Каждое слово Скотти словно кинжалом пронзало ее сердце. К глазам подступили слезы. Горло предательски сжалось. Августа попыталась оправдаться, но голос у нее задрожал.
— Я… — она невольно отвела взгляд. — Я не хотела…
— Я знаю, — Скотти тепло улыбнулся, и в его глазах засветилось понимание. — Я знаю, что ты никогда не причинишь ей боль намеренно. — Подойдя к Августе, он взял ее за плечи. — Но я же вижу, как ты обвиняешь себя во всем, что бы ни происходило вокруг, и… я не хочу этого для своей дочери. И для тебя я тоже этого не хочу.
Хлоя была его дочерью. Конечно, он не сказал этого вслух, но Августа поняла и без слов — нечего вмешиваться в чужую жизнь.

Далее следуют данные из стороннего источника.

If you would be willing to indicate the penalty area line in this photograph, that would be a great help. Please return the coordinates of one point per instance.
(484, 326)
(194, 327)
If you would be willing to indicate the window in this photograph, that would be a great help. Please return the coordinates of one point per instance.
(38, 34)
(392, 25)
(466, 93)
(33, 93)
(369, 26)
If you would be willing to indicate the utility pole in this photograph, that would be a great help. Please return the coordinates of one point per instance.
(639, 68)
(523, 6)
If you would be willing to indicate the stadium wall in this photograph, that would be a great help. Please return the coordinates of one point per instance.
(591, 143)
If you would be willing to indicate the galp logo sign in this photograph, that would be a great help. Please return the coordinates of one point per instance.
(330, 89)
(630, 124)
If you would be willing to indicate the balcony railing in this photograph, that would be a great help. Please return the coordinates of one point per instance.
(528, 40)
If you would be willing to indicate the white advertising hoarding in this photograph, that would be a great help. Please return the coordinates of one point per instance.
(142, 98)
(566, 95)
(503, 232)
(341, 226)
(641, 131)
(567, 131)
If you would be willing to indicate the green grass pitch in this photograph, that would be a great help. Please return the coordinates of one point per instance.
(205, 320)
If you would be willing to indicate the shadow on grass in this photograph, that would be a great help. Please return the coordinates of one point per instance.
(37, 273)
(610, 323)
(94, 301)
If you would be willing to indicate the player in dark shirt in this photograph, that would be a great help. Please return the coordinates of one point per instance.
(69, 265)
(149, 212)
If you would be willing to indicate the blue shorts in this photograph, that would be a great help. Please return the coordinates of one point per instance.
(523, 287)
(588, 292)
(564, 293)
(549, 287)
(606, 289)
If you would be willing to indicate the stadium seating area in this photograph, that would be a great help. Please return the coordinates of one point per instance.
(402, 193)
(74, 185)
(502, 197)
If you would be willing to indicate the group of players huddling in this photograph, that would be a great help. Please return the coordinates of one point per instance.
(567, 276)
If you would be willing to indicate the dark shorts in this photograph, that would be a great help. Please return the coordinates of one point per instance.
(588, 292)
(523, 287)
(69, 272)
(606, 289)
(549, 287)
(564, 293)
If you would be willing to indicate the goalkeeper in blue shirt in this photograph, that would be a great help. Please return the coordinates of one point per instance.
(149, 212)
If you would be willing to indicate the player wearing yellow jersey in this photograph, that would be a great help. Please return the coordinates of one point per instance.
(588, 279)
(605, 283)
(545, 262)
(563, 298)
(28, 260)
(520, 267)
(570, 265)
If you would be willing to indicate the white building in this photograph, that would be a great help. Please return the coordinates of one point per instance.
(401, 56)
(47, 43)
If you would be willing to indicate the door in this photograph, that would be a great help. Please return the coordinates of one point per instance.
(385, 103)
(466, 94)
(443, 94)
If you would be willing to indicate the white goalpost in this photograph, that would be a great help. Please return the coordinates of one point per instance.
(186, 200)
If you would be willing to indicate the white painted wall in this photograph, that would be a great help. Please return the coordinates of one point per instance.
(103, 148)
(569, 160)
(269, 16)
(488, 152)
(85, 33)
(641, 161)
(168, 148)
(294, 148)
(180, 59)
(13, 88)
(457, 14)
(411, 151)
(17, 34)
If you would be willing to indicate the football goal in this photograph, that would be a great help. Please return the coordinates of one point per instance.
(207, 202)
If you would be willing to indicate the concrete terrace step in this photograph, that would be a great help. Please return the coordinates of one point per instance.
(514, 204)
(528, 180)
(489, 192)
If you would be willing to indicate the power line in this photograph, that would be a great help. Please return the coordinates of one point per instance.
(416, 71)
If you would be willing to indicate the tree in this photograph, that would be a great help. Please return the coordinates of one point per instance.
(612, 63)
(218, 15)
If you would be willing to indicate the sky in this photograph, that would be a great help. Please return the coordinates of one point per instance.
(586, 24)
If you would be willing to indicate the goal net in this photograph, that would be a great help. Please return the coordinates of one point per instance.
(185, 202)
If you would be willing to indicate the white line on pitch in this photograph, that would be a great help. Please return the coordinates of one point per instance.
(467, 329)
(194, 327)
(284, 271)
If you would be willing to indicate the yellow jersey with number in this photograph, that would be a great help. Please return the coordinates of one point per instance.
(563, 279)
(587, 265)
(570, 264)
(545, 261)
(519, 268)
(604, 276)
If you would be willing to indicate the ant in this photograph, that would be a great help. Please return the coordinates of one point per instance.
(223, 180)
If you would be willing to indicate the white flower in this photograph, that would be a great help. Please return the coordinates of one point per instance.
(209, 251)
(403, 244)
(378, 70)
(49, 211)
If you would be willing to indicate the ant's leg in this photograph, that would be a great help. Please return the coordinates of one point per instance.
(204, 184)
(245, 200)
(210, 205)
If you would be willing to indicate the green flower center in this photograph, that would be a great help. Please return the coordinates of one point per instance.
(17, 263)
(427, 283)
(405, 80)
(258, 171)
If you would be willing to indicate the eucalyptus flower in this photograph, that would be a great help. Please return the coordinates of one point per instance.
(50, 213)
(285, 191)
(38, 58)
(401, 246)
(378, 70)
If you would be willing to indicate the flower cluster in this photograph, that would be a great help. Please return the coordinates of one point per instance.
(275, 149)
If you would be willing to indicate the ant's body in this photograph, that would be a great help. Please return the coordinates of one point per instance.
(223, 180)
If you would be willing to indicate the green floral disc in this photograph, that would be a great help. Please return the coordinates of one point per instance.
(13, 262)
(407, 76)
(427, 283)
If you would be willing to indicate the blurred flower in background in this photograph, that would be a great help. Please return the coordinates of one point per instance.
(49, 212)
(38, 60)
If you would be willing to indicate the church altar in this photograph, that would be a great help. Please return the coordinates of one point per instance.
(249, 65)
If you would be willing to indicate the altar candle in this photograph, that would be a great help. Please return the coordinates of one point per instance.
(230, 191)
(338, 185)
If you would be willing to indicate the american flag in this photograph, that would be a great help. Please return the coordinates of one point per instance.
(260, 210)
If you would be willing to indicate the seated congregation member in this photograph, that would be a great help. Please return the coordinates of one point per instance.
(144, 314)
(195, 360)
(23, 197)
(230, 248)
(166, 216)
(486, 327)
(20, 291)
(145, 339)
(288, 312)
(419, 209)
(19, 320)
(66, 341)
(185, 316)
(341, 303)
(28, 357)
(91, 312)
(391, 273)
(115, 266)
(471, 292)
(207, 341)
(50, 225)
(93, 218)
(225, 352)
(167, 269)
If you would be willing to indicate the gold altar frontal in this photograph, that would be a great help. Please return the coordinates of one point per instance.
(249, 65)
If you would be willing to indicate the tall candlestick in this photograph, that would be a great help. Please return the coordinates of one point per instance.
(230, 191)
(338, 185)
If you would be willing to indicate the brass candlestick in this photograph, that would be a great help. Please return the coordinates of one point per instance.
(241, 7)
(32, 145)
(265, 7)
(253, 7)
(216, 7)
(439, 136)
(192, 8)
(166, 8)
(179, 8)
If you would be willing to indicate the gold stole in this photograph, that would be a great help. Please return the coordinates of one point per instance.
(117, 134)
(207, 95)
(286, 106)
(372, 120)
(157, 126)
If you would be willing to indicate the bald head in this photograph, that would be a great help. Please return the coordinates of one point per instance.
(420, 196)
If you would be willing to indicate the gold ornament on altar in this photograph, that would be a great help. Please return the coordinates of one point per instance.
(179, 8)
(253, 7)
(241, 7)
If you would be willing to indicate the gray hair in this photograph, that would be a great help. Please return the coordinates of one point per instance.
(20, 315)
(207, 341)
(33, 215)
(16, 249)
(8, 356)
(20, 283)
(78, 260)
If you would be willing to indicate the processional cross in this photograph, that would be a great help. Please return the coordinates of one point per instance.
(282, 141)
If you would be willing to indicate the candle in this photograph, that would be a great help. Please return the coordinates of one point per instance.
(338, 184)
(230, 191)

И Скотти увидел это. Он сразу догадался, почему Августа ушла в себя и избегает его взгляда. Он обидел ее, оттолкнул, а ведь она просто пыталась предупредить его, что надо быть осторожнее.
— Не забудь поблагодарить свою маму за обед, хорошо? — Он поднял за подбородок голову Августы, чтобы взглянуть ей в лицо. В его тоне ей послышалась мольба о прощении, и в его глазах Августа прочитала ту же мольбу. — Она принесла мне его прямо сюда. Извини, что не подождал тебя, но миссис Миллер сказала, что тогда все остынет, а я был так голоден…
— Ну что ты, — быстро произнесла Августа, радуясь возможности сменить тему и скрыть от его проницательного взгляда, насколько она расстроена. — Я рада, что ты поел. Ведь я могла не вернуться с репетиции еще очень долго.